Таким же способом и примерно в тех же местах езжали Пушкин, и Лермонтов, и Лев Толстой. Езжал и мой дедушка.
«Меня собрали и, уложив в мою повозку, отправили при первой оказии. При мне был денщик Иван, который ухаживал за мной, как нянька».
«Спасибо ему! Никогда не забуду!»
«Во время езды мне было легче, но при остановках ужасно нехорошо. Ночевали возле укрепления станицы Каменный Мост. Ночь прошла слава богу. Повезли далее. Все дурно, все хуже и хуже. Аппетита никакого. Тошнота. К вечеру приехали на Кубань в станицу Баталпашинскую».
«Мне все хуже и хуже. Почти уже ничего не соображаю, живу как в тягостном тумане».
«После Баталпашинской езда уже одиночная, без конвоя. Оказия кончилась. Не страшно: река разлилась широко, горцы не нападут. Выехав из упомянутой станицы, я впал в бесчувствие. Мой бедный Иван вез меня далее, останавливаясь на ночлег в попутных станицах. Не помню, на какой день достигли мы Ставрополя. Не помню даже, как приняли меня в госпиталь. Смутно помню лишь, как на другой день Иван отправился обратно в отряд, а меня осмотрел дежурный врач, сказав, что нет мне спасения и нужно к вечеру выписать меня в покойницкую, ибо к вечеру я непременно умру».
«Так бы со мной и поступили, если бы не случившийся тут мой товарищ юнкер Русанов, который буквально вымолил у доктора оставить меня в палате до завтра — может быть, я очнусь. Доктор после долгих пререканий согласился. Я остался в палате. В полночь пришел в себя, простонал, но ничего не мог выговорить: от сильного жара потрескался язык и я был не в состоянии произнести ни одного слова. Подошел фельдшер. Я показал ему на свой язык. Мои открытые глаза, движение руки показали фельдшеру, что кризис миновал и теперь нужно только поддержать организм, который сильно ослаб».
«Помазав мне язык кисточкой с разведенным медом, фельдшер стал ободрять, успокаивать меня. В 10 часов утра пришел доктор и очень удивился, что я жив. Прописавши мне какую-то микстуру, он ушел, причем у меня создалось такое впечатление, что он не совсем доволен тем, что я как бы не подтвердил своей смертью его предсказания».
…так сказать, подорвал его авторитет в глазах низшего больничного персонала…
«К моей койке стали подходить разные юнкера, бывшие в палате; подошел фельдшер; начались расспросы, разговоры, но я только пожимал плечами, будучи не в состоянии пошевелить распухшим, потрескавшимся языком».
«Через неделю мне стало лучше. Я уже мог произнести несколько невнятных слов».
Тут дедушка прибавляет свою любимую фразу:
«Так тянулось время…»
«Через месяц появился аппетит и вполне здоровый сон.

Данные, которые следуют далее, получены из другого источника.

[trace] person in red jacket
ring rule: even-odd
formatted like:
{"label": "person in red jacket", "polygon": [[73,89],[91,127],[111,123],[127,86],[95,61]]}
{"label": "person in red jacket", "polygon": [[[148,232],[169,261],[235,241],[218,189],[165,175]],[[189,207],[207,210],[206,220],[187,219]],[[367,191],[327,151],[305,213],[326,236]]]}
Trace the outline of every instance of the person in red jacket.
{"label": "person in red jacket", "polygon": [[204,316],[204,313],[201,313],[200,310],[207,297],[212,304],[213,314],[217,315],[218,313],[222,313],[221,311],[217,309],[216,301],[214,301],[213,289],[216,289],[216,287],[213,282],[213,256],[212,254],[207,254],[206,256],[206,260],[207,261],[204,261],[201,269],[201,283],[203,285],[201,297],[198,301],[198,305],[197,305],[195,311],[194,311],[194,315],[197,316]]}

Я быстро поправлялся».
На этот раз неосознанная попытка дедушки хоть на несколько дней укрыться от тягот походной жизни, от неприятностей, связанных с подписью акта насчет убитых лошадей, подкинутого ему жуликоватым интендантом, желание освободить свою пленную мысль от принудительных представлений, оказались чуть ли не роковыми: с кавказской лихорадкой — малярией — не шутят. Дедушка чуть не угодил в мертвецкую, откуда вряд ли бы уже выбрался живым. Он чудом вернулся к жизни. И, находясь между жизнью и смертью, в том ужасном и вместе с тем блаженном состоянии как бы душевной невесомости, он в своем погасающем воображении заново переживал кровавые события, о которых, уже на старости лет, он так безыскусно и так правдиво поведал в своих записках, нацарапанных плохо разбираемым почерком. Ничтожная песчинка среди великих и малых исторических событий XIX века, он жил общей армейской, ничем не замечательной — временами кровавой, временами безумно скучной — жизнью, которая, как всякая человеческая жизнь, всегда достойна художественного изображения хотя бы единственно для того, чтобы потомки имели достоверные свидетельства о жизни своих отцов, дедов и прадедов.